La moitié de sa surface ne sera pas rendue aux automobilistes après les Jeux. Elle sera offerte à la promenade depuis les Tuileries jusqu'à l'Obélisque. On a déjà l'expérience du fonctionnement de la place en demi-jauge avec la Coupe du monde de rugby. Les faits sont là, la circulation est plus fluide quand la moitié de la Concorde est fermée. Je suis très soucieuse de conserver son caractère patrimonial exceptionnel et minéral, tout en adaptant la ville aux pics de chaleur qu'on va connaître, jusqu'à 50 degrés. Je veillerai aussi à respecter sa symétrie, qui fait partie de la vision des architectes de l'époque classique. Je vous le dis, la place accordée à la voiture dans ce lieu emblématique n'aura été qu'une parenthèse dans l'Histoire.
Le président de Paris 2024, Tony Estanguet, affirme dans notre journal que tout sera prêt pour les Jeux.

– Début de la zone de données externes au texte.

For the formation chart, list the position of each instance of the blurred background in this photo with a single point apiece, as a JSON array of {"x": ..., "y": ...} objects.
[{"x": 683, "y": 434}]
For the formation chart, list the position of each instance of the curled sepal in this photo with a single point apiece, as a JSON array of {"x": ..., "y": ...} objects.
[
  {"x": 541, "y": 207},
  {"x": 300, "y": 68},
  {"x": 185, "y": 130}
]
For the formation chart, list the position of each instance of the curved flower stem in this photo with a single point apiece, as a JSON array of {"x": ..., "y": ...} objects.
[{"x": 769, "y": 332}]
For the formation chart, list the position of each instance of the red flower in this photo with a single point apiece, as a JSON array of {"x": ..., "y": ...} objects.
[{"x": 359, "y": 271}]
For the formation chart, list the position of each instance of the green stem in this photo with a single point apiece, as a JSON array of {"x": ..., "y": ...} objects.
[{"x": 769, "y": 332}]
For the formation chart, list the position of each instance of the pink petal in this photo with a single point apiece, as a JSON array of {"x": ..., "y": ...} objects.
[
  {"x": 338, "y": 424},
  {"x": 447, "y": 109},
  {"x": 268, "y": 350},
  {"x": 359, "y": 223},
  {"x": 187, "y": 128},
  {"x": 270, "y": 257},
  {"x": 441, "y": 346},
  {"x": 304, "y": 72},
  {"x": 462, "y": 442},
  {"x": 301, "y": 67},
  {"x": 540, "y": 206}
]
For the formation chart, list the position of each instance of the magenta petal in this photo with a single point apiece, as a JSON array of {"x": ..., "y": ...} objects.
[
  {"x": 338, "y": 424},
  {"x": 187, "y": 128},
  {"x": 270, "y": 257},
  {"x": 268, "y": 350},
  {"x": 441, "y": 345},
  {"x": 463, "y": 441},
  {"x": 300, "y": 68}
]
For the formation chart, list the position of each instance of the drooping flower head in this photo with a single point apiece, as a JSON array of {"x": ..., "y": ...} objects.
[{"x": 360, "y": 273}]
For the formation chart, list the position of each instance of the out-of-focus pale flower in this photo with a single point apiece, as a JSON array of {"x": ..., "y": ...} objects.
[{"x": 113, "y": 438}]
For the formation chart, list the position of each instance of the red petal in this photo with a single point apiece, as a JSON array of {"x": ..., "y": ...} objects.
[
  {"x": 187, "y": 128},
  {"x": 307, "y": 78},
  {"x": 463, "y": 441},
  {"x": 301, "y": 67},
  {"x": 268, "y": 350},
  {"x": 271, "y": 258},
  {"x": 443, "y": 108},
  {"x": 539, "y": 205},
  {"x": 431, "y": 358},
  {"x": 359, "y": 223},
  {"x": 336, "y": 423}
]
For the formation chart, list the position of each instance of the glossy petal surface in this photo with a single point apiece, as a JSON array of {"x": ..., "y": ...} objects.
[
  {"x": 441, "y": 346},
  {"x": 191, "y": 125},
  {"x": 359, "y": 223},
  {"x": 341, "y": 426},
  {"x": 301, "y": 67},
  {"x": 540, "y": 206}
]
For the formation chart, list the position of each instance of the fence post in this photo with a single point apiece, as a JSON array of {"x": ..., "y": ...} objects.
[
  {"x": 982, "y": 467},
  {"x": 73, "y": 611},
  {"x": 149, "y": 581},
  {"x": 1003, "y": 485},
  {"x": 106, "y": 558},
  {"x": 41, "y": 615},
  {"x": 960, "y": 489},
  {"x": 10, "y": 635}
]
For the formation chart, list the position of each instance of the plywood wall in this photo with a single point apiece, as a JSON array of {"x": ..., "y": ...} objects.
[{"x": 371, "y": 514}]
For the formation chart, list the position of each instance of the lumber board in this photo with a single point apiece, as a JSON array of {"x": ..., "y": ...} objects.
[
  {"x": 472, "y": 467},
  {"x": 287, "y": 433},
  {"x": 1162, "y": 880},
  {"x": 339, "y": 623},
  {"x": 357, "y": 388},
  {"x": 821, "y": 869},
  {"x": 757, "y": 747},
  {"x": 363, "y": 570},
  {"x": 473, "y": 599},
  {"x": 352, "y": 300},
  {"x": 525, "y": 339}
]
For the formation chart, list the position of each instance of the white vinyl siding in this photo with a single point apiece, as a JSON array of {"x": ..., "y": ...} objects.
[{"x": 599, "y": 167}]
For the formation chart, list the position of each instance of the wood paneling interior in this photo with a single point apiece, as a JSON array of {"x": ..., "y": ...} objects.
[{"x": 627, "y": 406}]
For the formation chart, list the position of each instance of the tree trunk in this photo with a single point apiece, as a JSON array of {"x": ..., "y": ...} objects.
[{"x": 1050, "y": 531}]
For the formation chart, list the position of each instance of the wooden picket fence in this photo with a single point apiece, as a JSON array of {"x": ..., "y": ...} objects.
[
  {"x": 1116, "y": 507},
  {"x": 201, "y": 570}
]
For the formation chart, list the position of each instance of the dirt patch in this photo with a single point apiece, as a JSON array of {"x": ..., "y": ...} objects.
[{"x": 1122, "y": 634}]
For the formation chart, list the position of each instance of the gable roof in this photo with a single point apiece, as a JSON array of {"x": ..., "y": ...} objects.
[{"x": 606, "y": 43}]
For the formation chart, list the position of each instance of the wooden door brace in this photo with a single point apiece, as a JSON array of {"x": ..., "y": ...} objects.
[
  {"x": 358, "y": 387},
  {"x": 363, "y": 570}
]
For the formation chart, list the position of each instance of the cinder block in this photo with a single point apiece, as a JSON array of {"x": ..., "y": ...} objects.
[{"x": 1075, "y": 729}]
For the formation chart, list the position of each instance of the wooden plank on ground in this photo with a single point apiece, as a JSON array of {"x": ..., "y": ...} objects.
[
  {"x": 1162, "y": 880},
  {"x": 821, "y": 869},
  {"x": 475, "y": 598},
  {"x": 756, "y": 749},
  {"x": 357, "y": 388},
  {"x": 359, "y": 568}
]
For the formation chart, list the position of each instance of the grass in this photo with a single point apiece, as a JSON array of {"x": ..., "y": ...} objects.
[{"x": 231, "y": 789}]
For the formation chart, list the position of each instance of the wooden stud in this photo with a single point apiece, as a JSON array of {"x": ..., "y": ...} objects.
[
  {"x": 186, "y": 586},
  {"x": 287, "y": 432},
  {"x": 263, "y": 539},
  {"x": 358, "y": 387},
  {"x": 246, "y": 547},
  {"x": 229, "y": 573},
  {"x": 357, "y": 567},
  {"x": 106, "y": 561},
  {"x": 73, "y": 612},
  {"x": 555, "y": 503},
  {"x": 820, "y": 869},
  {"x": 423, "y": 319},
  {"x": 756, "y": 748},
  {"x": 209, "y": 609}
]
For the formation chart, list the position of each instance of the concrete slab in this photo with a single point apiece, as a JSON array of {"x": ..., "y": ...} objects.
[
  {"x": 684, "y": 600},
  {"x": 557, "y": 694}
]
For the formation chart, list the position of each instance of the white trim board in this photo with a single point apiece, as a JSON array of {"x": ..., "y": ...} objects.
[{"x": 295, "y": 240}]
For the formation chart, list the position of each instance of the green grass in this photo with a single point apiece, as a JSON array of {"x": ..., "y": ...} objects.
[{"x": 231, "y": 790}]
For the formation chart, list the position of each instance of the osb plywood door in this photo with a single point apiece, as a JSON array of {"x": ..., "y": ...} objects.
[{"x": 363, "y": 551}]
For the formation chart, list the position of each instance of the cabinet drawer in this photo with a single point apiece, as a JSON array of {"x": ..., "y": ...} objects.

A-t-il raison ?
Je n'ai cessé de le dire : on est prêts. Concernant les infrastructures, la Seine, le réseau de pistes cyclables, l'accueil des touristes, l'accueil des épreuves sur les sites olympiques, nous sommes prêts. Il y a d'autres sujets, comme celui des transports en commun, sur lesquels il y a encore du boulot. Est-ce que ça empêchera les Jeux de se dérouler correctement et d'être exceptionnels ? Non. Nous avons fait le choix de Jeux dans la ville. Donc oui, on est prêts.
Sur le plan de la sécurité, pouvez-vous affirmer que vous serez prêts ?
Bien sûr. D'abord parce qu'on travaille très bien avec Gérald Darmanin. Il n'y a pas une feuille de papier à cigarette entre nous sur l'organisation de la sécurité. On a aussi la chance d'avoir un grand professionnel avec le préfet de police, Laurent Nuñez, avec la brigade des sapeurs-pompiers de Paris, toutes les forces de police et de gendarmerie qui seront mobilisées, mais aussi notre police municipale.
Travaux, bouchons, doublement du prix des transports... Les JO ne risquent-ils pas d'être avant tout une contrainte pour les Parisiens ?
Je crois au contraire que ces jeux vont être formidables pour les Parisiens. Déjà en permettant le plus possible à la « vie habituelle » de se dérouler. Bien sûr, il y aura des contraintes avec l'installation des sites olympiques, pour certaines d'entre elles dès mars-avril. Mais quand on arrivera aux beaux jours, croyez-moi, les Parisiennes et les Parisiens se rendront compte de ce que seront les Jeux. Il y a ceux qui aiment le sport, pas besoin de les convaincre. Il va falloir embarquer, et c'est mon boulot, celles et ceux qui sont inquiets pour leur quotidien. Les Jeux à Paris seront une fête inoubliable. Ce sera un moment de joie et de fraternité, on en compte si peu aujourd'hui.